Background: Pigs (Sus scrofa) provide relevant biomedical models to dissect complex diseases due to their anatomical, genetic, and physiological similarities with humans. Aberrant DNA methylation has been linked to many of these diseases and is associated with gene expression; however, the functional similarities and differences between porcine and human DNA methylation patterns are largely unknown.
Methods: DNA and RNA was isolated from eight tissue samples (fat, heart, kidney, liver, lung, lymph node, muscle, and spleen) from the adult female Duroc utilized for the pig genome sequencing project. Reduced representation bisulfite sequencing (RRBS) and RNA-seq were performed on an Illumina HiSeq2000. RRBS reads were aligned using BSseeker2, and only sites with a minimum depth of 10 reads were used for methylation analysis. RNA-seq reads were aligned using Tophat, and expression analysis was performed using Cufflinks. In addition, SNP calling was performed using GATK for targeted control and whole genome sequencing reads for CpG site validation and allelic expression analysis, respectively.
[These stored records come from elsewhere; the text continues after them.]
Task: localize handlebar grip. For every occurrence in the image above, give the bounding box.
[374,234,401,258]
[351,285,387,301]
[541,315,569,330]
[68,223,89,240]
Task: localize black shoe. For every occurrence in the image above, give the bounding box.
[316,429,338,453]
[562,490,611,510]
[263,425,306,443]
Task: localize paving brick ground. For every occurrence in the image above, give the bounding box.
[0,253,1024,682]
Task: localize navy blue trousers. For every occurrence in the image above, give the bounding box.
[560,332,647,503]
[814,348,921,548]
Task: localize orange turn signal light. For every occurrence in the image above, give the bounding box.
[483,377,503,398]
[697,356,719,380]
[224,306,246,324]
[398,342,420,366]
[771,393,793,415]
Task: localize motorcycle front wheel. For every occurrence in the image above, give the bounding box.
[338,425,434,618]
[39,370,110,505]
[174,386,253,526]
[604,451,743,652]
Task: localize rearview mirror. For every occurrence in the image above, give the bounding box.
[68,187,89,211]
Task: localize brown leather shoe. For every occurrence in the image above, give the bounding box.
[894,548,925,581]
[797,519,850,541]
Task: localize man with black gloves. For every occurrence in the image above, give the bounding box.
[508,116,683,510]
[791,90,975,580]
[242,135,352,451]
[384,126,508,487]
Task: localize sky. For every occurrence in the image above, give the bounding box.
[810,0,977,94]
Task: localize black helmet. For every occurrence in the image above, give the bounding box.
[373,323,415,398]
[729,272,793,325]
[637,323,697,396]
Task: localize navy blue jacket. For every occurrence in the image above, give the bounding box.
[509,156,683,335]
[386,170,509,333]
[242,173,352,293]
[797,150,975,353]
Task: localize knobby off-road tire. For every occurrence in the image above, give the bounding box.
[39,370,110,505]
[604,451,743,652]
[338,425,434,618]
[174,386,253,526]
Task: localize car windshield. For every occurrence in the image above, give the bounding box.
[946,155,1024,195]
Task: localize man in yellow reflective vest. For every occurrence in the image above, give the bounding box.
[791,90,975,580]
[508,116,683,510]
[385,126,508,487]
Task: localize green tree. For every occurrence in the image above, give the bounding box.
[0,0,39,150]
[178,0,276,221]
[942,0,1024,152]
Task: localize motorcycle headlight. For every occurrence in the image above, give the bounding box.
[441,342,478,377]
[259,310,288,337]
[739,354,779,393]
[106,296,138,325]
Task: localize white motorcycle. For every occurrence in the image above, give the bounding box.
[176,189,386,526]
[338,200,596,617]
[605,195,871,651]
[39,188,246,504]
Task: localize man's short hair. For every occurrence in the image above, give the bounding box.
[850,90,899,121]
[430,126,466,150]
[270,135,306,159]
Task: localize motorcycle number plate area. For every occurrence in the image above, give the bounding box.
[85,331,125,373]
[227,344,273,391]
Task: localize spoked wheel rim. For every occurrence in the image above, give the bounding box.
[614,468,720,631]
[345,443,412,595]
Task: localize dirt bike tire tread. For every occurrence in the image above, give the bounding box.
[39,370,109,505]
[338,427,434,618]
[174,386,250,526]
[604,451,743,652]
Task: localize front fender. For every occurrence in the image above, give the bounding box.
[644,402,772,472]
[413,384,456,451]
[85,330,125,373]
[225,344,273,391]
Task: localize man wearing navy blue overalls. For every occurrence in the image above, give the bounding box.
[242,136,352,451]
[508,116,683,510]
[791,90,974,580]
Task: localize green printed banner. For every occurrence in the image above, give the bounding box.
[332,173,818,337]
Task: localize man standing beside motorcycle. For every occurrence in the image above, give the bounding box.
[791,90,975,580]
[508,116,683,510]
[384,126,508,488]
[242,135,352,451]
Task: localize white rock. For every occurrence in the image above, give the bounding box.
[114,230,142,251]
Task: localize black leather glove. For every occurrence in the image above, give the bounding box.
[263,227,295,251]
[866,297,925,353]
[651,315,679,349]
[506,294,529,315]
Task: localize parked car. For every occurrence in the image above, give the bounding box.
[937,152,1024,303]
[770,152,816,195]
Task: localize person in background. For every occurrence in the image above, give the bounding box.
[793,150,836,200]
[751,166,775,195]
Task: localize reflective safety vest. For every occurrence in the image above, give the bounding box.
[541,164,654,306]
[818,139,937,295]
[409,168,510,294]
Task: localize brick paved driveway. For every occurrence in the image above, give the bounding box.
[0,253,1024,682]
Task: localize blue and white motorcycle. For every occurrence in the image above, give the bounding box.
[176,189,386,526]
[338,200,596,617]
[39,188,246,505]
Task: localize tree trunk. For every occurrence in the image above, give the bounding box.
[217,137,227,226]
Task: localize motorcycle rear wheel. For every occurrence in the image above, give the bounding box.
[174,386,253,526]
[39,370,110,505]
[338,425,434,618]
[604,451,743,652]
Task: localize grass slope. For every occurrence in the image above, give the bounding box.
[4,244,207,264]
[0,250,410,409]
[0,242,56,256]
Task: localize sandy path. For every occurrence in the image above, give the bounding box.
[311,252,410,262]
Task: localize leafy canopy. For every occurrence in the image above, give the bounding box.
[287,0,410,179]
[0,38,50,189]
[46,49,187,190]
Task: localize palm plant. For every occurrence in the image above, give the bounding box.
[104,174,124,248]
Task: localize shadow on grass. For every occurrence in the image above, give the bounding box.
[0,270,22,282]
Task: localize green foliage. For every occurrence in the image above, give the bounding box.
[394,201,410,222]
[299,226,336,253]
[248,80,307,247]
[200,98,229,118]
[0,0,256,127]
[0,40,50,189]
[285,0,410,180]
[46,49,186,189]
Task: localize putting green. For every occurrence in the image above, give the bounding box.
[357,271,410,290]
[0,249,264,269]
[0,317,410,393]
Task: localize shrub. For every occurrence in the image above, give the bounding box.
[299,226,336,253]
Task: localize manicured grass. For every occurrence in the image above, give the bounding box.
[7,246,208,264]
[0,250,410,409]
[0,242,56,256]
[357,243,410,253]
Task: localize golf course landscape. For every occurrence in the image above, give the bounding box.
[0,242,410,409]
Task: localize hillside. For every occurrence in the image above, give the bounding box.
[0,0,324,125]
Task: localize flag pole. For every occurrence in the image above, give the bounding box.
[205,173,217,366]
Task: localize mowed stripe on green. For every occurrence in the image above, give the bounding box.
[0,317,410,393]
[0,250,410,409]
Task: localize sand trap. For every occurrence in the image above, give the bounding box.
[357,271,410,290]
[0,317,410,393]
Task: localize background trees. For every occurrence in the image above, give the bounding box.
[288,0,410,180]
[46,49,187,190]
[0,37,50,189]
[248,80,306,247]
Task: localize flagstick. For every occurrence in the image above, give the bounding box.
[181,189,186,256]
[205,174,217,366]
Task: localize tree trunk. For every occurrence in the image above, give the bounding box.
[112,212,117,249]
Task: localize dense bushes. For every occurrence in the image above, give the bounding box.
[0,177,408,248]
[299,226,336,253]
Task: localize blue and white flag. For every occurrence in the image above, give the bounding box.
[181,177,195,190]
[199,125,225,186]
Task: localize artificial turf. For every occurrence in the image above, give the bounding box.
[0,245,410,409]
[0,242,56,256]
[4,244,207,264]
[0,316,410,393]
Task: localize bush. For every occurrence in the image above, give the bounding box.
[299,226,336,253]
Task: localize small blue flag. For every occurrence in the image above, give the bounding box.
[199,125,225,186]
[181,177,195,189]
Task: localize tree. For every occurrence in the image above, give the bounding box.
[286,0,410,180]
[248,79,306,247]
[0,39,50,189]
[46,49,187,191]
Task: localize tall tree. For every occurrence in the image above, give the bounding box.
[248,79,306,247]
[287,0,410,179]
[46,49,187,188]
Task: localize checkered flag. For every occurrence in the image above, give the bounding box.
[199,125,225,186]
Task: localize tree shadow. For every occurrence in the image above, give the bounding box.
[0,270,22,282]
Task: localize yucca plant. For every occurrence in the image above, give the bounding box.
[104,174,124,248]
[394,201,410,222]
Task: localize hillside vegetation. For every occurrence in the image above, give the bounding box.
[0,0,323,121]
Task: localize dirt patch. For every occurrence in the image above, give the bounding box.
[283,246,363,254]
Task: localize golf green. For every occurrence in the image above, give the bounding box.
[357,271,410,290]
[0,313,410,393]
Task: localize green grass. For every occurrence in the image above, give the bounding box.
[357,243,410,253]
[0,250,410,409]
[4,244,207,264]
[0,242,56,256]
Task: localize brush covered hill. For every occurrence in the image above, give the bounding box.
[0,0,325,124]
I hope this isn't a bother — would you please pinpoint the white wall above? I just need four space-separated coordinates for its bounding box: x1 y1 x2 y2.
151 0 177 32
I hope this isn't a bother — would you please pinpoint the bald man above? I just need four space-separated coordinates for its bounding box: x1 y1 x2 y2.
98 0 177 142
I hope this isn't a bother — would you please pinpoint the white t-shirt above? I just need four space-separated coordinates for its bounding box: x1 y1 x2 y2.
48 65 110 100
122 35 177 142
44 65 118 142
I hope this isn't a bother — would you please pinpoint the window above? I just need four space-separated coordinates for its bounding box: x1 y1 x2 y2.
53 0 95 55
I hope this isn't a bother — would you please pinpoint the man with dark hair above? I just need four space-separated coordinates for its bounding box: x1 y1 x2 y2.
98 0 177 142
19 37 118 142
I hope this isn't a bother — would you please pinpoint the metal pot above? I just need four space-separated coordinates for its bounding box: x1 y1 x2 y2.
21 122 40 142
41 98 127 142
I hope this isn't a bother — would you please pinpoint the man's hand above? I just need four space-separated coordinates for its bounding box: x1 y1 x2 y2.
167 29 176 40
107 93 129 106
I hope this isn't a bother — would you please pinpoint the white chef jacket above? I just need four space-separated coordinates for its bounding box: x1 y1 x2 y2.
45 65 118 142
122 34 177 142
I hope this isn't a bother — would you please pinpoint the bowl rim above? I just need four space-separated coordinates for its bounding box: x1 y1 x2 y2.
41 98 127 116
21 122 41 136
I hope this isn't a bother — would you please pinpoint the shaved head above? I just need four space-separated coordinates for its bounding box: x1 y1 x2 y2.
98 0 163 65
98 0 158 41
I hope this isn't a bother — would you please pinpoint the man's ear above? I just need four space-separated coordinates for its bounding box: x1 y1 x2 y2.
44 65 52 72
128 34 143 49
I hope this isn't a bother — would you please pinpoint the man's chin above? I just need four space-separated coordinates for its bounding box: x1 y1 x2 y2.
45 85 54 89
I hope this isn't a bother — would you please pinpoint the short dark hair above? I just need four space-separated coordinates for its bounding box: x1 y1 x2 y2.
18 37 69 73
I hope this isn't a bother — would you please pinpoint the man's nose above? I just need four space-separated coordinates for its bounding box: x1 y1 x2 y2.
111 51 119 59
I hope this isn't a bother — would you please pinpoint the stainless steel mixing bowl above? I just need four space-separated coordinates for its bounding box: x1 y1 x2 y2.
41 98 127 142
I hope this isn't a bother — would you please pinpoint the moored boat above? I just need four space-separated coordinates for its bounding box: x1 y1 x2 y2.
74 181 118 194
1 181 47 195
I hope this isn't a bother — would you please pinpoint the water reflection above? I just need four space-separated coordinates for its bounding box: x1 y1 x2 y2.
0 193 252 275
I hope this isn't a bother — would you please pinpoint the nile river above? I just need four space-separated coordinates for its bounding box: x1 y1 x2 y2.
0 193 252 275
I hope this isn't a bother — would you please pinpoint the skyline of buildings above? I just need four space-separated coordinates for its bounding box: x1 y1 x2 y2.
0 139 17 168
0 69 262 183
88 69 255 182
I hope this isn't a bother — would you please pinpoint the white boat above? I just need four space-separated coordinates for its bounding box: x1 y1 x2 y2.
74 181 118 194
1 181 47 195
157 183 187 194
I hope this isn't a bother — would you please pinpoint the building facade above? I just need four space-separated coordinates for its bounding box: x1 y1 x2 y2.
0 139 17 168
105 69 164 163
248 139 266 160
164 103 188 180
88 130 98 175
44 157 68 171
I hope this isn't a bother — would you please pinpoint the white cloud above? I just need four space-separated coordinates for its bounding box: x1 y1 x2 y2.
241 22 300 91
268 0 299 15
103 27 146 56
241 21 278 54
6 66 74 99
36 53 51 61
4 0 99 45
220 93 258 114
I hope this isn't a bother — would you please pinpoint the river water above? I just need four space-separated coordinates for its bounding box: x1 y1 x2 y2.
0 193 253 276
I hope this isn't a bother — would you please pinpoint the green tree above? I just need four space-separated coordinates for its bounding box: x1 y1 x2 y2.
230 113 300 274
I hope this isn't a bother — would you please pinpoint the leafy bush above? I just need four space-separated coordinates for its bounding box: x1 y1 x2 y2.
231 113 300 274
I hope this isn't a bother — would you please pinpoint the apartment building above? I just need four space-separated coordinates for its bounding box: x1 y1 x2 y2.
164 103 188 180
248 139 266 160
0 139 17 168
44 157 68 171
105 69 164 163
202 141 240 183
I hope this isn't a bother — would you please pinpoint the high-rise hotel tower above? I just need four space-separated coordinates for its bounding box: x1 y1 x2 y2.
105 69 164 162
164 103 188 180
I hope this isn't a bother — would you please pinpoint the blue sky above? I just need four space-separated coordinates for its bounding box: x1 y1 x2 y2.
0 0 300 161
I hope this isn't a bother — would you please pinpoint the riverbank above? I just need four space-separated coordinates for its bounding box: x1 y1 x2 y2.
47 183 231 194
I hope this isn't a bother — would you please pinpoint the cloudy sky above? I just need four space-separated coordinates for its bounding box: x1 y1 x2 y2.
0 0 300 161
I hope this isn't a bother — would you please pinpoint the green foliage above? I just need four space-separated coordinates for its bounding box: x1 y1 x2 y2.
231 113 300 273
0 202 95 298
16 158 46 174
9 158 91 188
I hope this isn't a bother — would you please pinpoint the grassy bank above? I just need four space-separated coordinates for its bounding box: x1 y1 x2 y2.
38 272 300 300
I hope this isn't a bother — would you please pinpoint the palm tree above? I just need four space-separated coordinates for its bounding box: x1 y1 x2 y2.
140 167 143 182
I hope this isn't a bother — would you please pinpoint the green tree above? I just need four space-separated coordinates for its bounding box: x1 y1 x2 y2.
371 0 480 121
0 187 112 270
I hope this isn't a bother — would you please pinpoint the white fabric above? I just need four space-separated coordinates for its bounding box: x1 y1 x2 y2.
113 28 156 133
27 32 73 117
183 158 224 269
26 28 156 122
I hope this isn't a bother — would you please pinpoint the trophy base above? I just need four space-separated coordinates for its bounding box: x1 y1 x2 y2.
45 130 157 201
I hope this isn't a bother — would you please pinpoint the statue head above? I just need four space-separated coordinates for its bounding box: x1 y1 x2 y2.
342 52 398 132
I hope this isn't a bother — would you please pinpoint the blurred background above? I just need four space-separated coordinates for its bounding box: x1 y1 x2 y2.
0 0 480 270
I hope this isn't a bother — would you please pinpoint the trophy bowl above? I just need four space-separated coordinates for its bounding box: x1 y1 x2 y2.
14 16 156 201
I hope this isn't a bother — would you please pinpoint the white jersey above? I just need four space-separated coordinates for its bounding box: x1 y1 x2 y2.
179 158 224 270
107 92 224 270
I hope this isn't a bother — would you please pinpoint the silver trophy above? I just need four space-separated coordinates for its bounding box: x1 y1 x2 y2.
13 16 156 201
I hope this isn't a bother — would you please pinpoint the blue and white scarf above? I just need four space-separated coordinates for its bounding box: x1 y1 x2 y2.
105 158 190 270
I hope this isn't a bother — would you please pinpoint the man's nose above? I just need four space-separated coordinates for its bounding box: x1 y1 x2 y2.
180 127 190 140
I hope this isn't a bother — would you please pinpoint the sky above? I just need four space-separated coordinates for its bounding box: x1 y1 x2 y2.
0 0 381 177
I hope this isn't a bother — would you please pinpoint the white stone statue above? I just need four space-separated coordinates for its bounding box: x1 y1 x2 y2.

Results: Analysis on the influence of DNA variation in methylation calling revealed a reduced effectiveness of WGS datasets in covering CpG rich regions, as well as the usefulness of a targeted control library for SNP detection. Analysis of over 500,000 CpG sites demonstrated genome wide methylation patterns similar to those observed in humans, including reduced methylation within CpG islands and at transcription start sites (TSS), X chromosome inactivation, and anticorrelation of TSS CpG methylation with gene expression. In addition, a positive correlation between TSS CpG density and expression, and a negative correlation between TSS TpG density and expression were demonstrated. Low but non-random non-CpG methylation (<1%) was also detected in all non-neuronal somatic tissues, with differences in tissue clustering observed based on CpG and non-CpG methylation patterns. Finally, allele specific expression analysis revealed enrichment of genes involved in metabolic and regulatory processes.
Discussion: These results provide transcriptional and DNA methylation datasets for the biomedical community that are directly relatable to current genomic resources. In addition, the correlation between TSS CpG density and expression suggests increased mutation rates at CpG sites play a significant role in adaptive evolution by reducing CpG density at TSS over time, resulting in higher methylation levels in these regions and more permanent changes to lower gene expression. This is proposed to occur predominantly through deamination of 5-methylcytosine to thymidine, resulting in the replacement of CpG with TpG sites in these regions, as indicated by the increased TSS TpG density observed in non-expressed genes, resulting in a negative correlation between expression and TSS TpG density.
Conclusions: This study provides baseline methylation and gene transcription profiles for a healthy adult pig, reports similar patterns to those observed in humans, and supports future porcine studies related to human disease and development. Additionally, the observed reduced CpG and increased TpG density at TSS of lowly expressed genes suggests DNA methylation plays a significant role in adaptive evolution through more permanent changes to lower gene expression.